One impacted employee in Tampa told Bloomberg that 20 inside sales advisers and two managers were informed around noon Thursday that their positions there were being eliminated. Another employee who worked in Brooklyn said the team there was also informed Thursday. Both said the teams were informed of the terminations via conference call and that it was effective immediately.

The dismissals are just the latest shakeup at Tesla as part of a zigzagging approach to its retailing strategy that has rattled investors and stoked confusion. Ten days after signaling an almost complete withdrawal from physical stores, the company backtracked and said more locations would stay open than planned, though some would continue to be evaluated.

Musk, 47, wrote to employees in February that Tesla would evaluate all areas of its sales and marketing organization in the following weeks, with some being cut and other employees transitioning to different parts of the company.

7 COMMENTS

  1. Bad news for us who don’t like Tesla. Manufacturers like FCA are going to give money to tesla so that their cafe/carbon numbers are within regulations in europe. Around 500 million from fca to tesla. Looks like they don’t need to sell cars to collect cash

  2. Most of the hydrocarbon powered cars that TM’s products compete against have lots of profit margin. TM’s products do not. The only way they can push cars down to 35K is to get rid of people. That’s just the way it is. If we had an actual free market the gasoline models would have prices cut just enough to put TM out of business. But we don’t have a free market and cutting prices enough to make up for government subsidies wouldn’t work out.

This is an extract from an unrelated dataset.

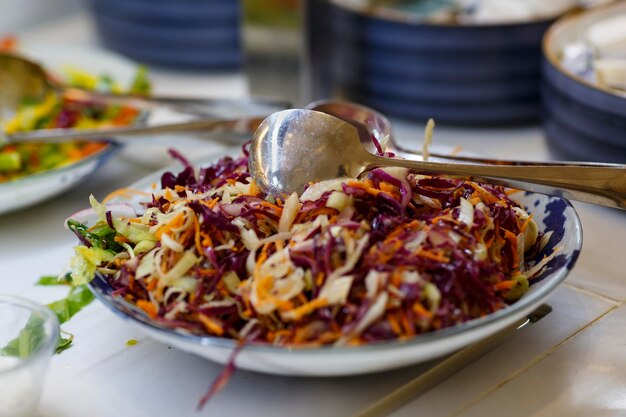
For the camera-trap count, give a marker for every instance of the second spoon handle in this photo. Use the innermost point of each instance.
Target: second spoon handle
(603, 184)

  3. When Tesla goes t**s up how long will it take for someone to produce a documentary about how the “big 3” automakers destroyed the company?

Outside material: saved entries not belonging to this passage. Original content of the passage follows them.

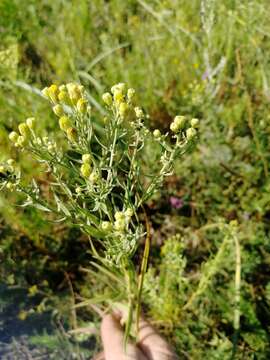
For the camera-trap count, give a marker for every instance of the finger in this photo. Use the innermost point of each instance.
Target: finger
(113, 341)
(100, 356)
(153, 345)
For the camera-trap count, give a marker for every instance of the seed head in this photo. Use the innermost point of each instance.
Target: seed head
(191, 133)
(123, 109)
(31, 122)
(64, 123)
(13, 136)
(129, 213)
(107, 98)
(71, 134)
(82, 106)
(131, 95)
(58, 110)
(139, 113)
(120, 225)
(63, 97)
(21, 141)
(24, 130)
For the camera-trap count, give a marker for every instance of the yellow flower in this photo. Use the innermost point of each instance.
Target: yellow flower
(82, 105)
(24, 130)
(72, 134)
(64, 123)
(180, 121)
(123, 109)
(58, 110)
(63, 97)
(86, 170)
(107, 98)
(31, 122)
(13, 136)
(191, 133)
(53, 92)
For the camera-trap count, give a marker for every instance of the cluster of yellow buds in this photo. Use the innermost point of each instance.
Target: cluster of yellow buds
(25, 128)
(72, 95)
(122, 218)
(179, 124)
(123, 100)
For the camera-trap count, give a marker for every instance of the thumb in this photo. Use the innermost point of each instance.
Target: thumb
(112, 336)
(153, 345)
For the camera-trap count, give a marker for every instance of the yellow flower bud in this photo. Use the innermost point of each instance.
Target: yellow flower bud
(45, 92)
(58, 110)
(107, 98)
(157, 133)
(194, 123)
(13, 136)
(21, 141)
(86, 170)
(31, 122)
(74, 92)
(138, 112)
(118, 96)
(86, 158)
(71, 134)
(53, 92)
(24, 130)
(131, 94)
(123, 109)
(191, 133)
(64, 123)
(10, 162)
(82, 106)
(180, 121)
(63, 97)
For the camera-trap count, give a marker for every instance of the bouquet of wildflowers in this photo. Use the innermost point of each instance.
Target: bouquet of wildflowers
(98, 176)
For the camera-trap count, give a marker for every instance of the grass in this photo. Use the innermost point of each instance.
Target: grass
(207, 58)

    • The fanbois are already on that line of thought. I read a comment on an article somewhere about Teslas poor situation and the comment said something like: “That’s how capitalism works. The startup takes all the risk and invests in developing and perfecting the new technology, while the established players wait and see if the trend catches on. When it does, they take over the market without the hurdles and costs of the startup”.

      Yes they’re preemptively blaming the “established players” for Tesla’s eventual bankruptcy. I’m sure Elon will get a spot on the documentary bitching about how the company’s fate was inevitable due to the government, media, and owners on YouTube all being against him.

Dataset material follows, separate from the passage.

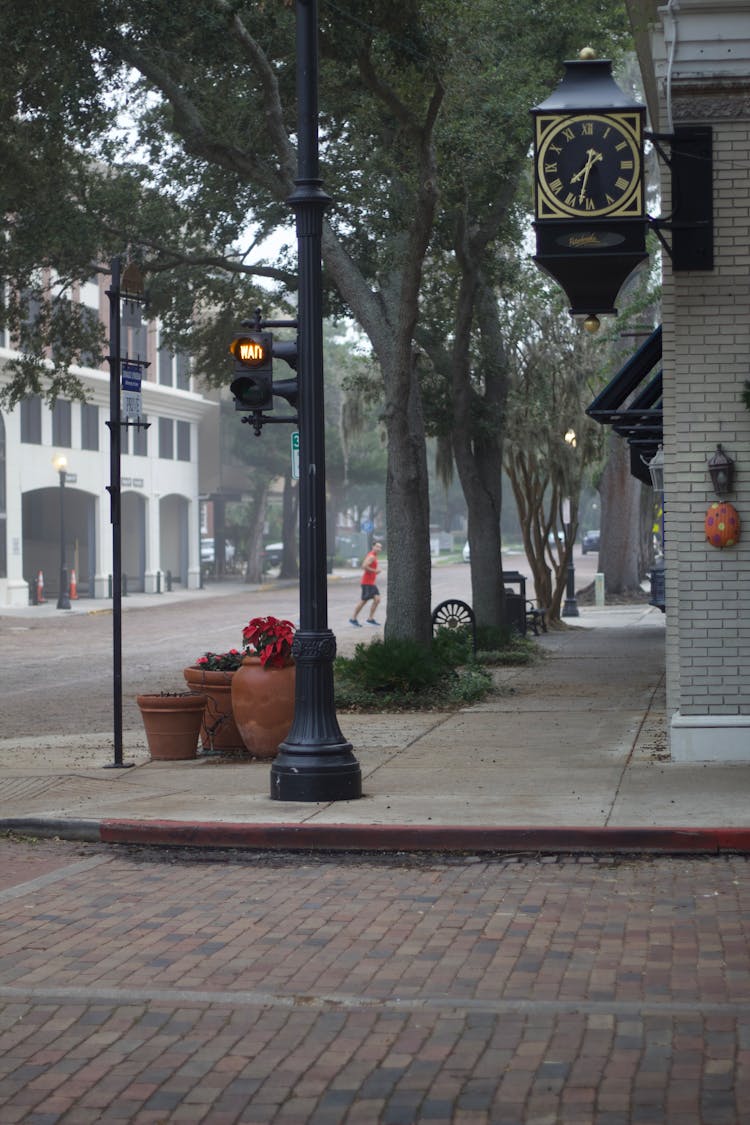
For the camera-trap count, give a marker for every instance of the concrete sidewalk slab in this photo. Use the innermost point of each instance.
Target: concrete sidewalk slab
(571, 752)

      As an unrelated aside, we have totally lost the word “capitalism”. People purposely conflate the corporatism and cronyism we have now as capitalism. They specifically attack the word “capitalism”, never any other term. Even very intelligent people I follow, who aren’t on the left, will still make comments like “well that’s capitalism” or “that’s what you get in a capitalist society”. So you have to have the argument about how a 1% tax rate nullifies the existence of capitalism. Then you get accused of being a shill for bezos or something. These people would be shitting in the water hole if it weren’t for the vestiges of capitalism that still exist in the world. I wonder if we should even bother defending the word, and start using a word like “voluntarism” which I think would be harder to subvert. But then again, they subverted “capitalism”, so maybe the energy should be spent fixing that.

      • Well-said, Brandon…

        There is no free market left in this country; people are not free to buy and sell or hire and fire or agree to wages/conditions that suit them. Racketeering/rent-seeking is the new corporate model.

        There has been some degree of all these things for most of the country’s history, of course. But over the past 30 years, it has become the dominant theme.

  4. I read an article written by a Tesla Inside Salesman. They were never told ahead of time about the plan to close all the stores down. Then they were not given pto to be able to go interview for a new job. Then he said he still believes in Tesla and not to hate them. These people really love being abused by their god.

    • Sounds like a good ol’ fashioned case of Battered Wife Syndrome. That afflicts much of ‘Murica, unfortunately.